Kosinskis und Wangs Arbeit ist nicht ungültig, aber ihre Ergebnisse müssen ernsthaft qualifiziert und weiter getestet werden. Ohne das wissen wir über ihr System nur, dass es mit einer gewissen Zuverlässigkeit den Unterschied zwischen selbstidentifizierten schwulen und heterosexuellen weißen Menschen auf einer bestimmten Dating-Website erkennen kann. Wir wissen nicht, dass es einen biologischen Unterschied entdeckt hat, der allen schwulen und heterosexuellen Menschen gemeinsam ist; wir wissen nicht, ob es mit einer größeren Anzahl von Fotos funktionieren würde; und die Arbeit zeigt nicht, dass die sexuelle Orientierung mit nichts anderem als, sagen wir, einer Messung des Kiefers abgeleitet werden kann. Sie hat die menschliche Sexualität ebenso wenig entschlüsselt, wie KI-Chatbots die Kunst einer guten Unterhaltung entschlüsselt haben. (Das behaupten die Autoren auch nicht.)
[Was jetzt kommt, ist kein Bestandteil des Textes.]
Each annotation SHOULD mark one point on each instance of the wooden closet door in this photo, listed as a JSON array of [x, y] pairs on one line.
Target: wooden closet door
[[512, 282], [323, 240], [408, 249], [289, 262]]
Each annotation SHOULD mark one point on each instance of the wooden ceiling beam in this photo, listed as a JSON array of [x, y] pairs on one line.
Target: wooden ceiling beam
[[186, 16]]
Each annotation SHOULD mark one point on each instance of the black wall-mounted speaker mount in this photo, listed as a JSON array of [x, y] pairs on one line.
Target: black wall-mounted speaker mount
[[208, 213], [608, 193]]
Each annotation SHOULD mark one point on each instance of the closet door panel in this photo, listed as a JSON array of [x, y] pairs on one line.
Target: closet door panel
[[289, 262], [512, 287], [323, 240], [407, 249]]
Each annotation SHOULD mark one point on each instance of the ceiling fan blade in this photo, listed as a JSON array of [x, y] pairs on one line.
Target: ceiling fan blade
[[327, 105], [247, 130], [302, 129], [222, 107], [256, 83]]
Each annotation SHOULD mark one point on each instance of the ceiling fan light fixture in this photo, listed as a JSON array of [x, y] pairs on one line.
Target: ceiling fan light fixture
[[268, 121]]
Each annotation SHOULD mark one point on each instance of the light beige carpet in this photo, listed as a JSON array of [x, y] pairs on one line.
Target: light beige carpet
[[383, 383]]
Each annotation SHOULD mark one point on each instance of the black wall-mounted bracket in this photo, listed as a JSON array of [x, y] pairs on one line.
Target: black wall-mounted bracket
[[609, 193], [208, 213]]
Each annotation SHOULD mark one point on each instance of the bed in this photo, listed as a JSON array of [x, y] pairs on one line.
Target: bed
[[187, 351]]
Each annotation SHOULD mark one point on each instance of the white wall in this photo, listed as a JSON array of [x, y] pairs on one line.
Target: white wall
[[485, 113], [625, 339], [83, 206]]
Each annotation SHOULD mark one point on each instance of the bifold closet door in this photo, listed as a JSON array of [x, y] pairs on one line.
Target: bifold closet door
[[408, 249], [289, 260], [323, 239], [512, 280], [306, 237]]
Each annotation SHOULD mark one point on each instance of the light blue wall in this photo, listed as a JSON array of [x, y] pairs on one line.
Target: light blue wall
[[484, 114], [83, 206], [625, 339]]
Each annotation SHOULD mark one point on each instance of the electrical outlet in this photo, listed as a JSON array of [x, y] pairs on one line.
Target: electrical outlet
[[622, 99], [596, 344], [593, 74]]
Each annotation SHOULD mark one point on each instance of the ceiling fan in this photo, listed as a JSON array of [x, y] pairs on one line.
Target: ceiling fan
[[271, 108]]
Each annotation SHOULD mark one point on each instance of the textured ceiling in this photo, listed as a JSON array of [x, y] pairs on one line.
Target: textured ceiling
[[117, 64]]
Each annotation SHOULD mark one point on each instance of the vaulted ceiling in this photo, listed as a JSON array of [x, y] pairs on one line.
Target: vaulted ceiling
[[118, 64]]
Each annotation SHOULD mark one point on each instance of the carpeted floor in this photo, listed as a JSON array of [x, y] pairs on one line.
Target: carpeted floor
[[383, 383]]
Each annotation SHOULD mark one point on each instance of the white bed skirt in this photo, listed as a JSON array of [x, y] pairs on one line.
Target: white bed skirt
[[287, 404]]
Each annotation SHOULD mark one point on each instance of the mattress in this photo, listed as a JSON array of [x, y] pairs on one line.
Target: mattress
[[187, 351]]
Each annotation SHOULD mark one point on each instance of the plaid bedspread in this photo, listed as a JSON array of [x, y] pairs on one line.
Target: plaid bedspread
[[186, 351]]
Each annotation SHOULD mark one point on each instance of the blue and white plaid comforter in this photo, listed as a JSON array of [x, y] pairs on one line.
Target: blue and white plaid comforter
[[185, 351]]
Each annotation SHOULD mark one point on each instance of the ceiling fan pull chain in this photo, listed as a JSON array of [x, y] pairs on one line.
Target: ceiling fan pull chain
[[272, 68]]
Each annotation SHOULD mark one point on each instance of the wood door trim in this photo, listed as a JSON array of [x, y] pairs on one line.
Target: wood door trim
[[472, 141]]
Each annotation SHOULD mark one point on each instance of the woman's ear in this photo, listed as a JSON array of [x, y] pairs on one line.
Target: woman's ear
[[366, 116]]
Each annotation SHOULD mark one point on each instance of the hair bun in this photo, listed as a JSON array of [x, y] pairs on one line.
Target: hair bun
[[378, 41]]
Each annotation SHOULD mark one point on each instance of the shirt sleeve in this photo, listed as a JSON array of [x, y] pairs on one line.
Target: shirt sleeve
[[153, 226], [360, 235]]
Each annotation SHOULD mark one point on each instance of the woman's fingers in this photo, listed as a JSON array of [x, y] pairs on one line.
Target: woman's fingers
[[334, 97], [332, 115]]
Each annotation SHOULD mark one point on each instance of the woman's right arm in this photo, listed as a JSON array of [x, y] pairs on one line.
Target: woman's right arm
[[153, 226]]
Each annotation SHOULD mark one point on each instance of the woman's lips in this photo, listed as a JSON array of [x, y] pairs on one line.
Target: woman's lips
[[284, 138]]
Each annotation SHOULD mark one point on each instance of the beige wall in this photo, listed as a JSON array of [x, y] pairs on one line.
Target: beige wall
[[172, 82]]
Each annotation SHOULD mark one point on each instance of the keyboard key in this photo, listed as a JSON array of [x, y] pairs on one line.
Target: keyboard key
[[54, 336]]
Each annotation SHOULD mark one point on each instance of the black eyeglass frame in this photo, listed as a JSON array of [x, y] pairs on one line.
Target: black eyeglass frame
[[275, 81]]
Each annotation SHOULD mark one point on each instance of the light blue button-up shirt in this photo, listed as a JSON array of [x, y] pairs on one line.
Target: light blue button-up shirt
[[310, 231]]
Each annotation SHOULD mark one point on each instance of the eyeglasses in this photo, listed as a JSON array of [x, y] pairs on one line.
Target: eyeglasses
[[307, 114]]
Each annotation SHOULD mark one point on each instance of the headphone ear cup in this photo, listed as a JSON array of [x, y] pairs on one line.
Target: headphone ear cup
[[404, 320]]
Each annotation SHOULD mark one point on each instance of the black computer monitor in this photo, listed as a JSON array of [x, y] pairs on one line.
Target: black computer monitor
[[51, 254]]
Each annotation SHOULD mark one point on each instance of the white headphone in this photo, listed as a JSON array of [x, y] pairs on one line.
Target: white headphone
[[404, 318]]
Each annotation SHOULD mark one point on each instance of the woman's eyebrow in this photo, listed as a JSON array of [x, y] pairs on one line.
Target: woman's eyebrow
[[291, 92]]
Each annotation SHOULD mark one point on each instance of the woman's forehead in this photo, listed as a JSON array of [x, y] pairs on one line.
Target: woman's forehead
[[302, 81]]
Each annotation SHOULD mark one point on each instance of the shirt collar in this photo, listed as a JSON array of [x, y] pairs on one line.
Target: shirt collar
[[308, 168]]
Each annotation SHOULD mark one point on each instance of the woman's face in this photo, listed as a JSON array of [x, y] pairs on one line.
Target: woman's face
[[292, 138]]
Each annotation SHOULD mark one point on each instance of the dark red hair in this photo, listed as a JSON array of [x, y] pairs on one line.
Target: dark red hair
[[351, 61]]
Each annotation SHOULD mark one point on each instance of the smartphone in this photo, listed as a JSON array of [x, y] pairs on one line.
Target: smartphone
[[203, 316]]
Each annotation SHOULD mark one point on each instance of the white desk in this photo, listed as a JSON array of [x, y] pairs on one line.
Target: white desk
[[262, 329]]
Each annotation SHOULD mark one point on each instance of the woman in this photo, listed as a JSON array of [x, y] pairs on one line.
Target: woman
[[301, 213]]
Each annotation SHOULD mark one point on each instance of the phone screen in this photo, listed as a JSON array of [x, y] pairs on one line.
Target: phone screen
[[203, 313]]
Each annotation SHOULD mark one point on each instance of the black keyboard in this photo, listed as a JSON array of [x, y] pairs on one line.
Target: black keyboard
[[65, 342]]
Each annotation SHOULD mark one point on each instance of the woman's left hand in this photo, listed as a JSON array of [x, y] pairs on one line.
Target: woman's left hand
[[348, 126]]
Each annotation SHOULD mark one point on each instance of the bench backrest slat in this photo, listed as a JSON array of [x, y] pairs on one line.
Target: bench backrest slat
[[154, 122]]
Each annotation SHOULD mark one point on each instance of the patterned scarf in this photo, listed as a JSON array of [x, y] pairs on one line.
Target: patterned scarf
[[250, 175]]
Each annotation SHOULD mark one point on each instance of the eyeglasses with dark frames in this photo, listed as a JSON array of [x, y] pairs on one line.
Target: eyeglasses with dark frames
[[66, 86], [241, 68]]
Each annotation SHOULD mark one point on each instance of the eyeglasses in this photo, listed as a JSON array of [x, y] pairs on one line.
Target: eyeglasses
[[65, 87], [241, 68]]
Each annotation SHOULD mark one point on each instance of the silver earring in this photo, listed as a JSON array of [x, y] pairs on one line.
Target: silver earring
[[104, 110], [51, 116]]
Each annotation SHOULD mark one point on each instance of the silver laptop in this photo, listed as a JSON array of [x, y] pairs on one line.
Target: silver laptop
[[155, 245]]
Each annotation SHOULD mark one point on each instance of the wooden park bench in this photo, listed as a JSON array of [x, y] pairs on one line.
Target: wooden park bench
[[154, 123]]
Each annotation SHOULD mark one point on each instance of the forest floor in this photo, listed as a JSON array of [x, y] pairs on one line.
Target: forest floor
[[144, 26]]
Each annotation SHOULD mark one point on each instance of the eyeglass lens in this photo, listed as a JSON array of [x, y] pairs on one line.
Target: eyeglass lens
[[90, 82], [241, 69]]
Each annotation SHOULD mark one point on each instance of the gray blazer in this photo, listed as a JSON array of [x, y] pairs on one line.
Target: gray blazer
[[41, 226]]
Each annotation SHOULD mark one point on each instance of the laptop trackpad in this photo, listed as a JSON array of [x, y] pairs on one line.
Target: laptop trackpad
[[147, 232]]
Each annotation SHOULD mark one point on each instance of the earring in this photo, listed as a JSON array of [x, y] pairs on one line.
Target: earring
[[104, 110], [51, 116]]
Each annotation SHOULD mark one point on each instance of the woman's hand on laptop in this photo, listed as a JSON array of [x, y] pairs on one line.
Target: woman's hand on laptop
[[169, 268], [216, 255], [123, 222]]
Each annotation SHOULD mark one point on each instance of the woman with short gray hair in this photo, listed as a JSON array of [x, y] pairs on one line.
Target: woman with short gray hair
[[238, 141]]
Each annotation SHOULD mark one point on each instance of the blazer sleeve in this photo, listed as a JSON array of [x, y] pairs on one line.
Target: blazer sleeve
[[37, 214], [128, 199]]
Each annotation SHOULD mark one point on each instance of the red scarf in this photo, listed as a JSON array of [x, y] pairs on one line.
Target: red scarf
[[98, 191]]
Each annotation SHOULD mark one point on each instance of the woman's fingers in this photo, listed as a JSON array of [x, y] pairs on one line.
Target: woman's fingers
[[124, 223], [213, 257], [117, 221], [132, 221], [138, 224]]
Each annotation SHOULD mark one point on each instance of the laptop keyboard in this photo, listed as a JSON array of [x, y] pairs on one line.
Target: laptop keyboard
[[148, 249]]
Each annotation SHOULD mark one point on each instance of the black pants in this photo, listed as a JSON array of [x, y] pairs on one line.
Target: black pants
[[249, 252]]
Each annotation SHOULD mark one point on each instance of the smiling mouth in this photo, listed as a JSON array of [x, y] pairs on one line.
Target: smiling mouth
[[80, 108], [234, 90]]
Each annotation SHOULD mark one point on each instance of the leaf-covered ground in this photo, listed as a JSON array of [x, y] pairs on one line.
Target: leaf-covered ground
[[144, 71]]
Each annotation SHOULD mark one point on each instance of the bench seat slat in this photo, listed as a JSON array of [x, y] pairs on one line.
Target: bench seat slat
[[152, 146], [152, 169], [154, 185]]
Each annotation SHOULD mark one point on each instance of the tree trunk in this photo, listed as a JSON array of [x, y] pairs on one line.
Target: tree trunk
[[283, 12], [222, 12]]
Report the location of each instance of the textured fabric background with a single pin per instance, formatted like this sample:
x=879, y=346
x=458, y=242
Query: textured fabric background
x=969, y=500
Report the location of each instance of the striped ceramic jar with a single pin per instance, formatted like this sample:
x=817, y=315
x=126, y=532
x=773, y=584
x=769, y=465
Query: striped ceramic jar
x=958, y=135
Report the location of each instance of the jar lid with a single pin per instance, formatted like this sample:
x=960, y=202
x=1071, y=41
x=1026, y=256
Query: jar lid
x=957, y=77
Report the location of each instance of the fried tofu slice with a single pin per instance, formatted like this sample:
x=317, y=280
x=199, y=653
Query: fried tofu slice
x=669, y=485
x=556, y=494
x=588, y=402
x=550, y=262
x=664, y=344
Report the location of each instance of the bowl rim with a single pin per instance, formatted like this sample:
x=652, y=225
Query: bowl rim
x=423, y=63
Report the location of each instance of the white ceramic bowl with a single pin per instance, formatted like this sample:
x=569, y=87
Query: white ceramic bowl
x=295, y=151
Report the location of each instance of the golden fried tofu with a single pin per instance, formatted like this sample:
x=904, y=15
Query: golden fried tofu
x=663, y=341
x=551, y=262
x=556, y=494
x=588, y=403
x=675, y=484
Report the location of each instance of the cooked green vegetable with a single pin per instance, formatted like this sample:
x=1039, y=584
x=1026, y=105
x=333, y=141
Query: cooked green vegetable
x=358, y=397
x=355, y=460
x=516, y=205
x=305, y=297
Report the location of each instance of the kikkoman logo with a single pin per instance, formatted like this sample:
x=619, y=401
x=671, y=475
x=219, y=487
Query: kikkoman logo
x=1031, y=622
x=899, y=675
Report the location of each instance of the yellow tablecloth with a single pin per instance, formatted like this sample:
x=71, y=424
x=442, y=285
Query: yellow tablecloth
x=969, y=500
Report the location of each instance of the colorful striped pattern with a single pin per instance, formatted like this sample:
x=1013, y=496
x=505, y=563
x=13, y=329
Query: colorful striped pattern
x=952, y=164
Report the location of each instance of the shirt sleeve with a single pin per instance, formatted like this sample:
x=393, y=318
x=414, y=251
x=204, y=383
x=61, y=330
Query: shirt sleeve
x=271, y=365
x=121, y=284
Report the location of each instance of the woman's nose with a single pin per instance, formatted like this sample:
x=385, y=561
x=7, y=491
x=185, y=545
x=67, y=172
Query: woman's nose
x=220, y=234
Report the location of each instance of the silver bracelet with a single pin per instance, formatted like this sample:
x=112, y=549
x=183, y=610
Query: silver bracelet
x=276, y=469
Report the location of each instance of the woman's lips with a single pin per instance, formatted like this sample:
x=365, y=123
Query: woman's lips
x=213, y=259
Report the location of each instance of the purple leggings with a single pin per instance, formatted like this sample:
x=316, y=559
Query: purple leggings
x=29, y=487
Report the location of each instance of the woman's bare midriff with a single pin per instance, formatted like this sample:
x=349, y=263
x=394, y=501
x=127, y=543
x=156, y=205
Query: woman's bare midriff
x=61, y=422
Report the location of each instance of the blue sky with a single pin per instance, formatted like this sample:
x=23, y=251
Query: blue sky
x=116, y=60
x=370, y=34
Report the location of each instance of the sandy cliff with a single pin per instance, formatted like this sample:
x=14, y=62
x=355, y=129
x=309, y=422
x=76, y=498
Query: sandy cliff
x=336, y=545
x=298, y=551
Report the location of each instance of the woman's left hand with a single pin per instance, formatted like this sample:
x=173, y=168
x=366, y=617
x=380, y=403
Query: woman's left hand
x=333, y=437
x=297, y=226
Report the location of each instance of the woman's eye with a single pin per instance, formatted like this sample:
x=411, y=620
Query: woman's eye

Die Forschung wurde veröffentlicht, um die Menschen zu warnen, sagt Kosinski, aber er gibt zu, dass es ein „unvermeidliches Paradoxon“ ist, dass man dafür erklären muss, wie man getan hat, was man getan hat. Alle Werkzeuge, die in dem Papier verwendet wurden, sind für jeden verfügbar, um sie selbst zu finden und zusammenzustellen. In einem Beitrag auf der Deep-Learning-Bildungsseite Fast.ai kommt der Forscher Jeremy Howard zu dem Schluss: „Es ist wahrscheinlich anzunehmen, dass viele Organisationen bereits ähnliche Projekte durchgeführt haben, aber ohne sie in der akademischen Literatur zu veröffentlichen.“
Wir haben bereits Startups erwähnt, die an dieser Tech arbeiten, und es ist nicht schwer, Regierungsregime zu finden, die sie nutzen würden. In Ländern wie dem Iran und Saudi-Arabien steht auf Homosexualität immer noch die Todesstrafe; in vielen anderen Ländern bedeutet schwul zu sein, vom Staat gejagt, eingesperrt und gefoltert zu werden. Jüngste Berichte sprachen von der Eröffnung von Konzentrationslagern für schwule Männer in der Tschetschenischen Republik. Was also, wenn jemand dort beschließt, seinen eigenen KI-Gaydar zu bauen und Profilbilder aus russischen sozialen Medien zu scannen?
Hier wird klar, dass die Genauigkeit von Systemen wie dem von Kosinski und Wang nicht wirklich der Punkt ist. Wenn die Menschen glauben, dass KI genutzt werden kann, um sexuelle Präferenzen zu bestimmen, werden sie sie auch nutzen. In diesem Sinne ist es wichtiger denn je, dass wir die Grenzen der künstlichen Intelligenz verstehen, um zu versuchen, Gefahren zu neutralisieren, bevor sie sich auf Menschen auswirken. Bevor wir Maschinen unsere Vorurteile beibringen, müssen wir zuerst uns selbst belehren.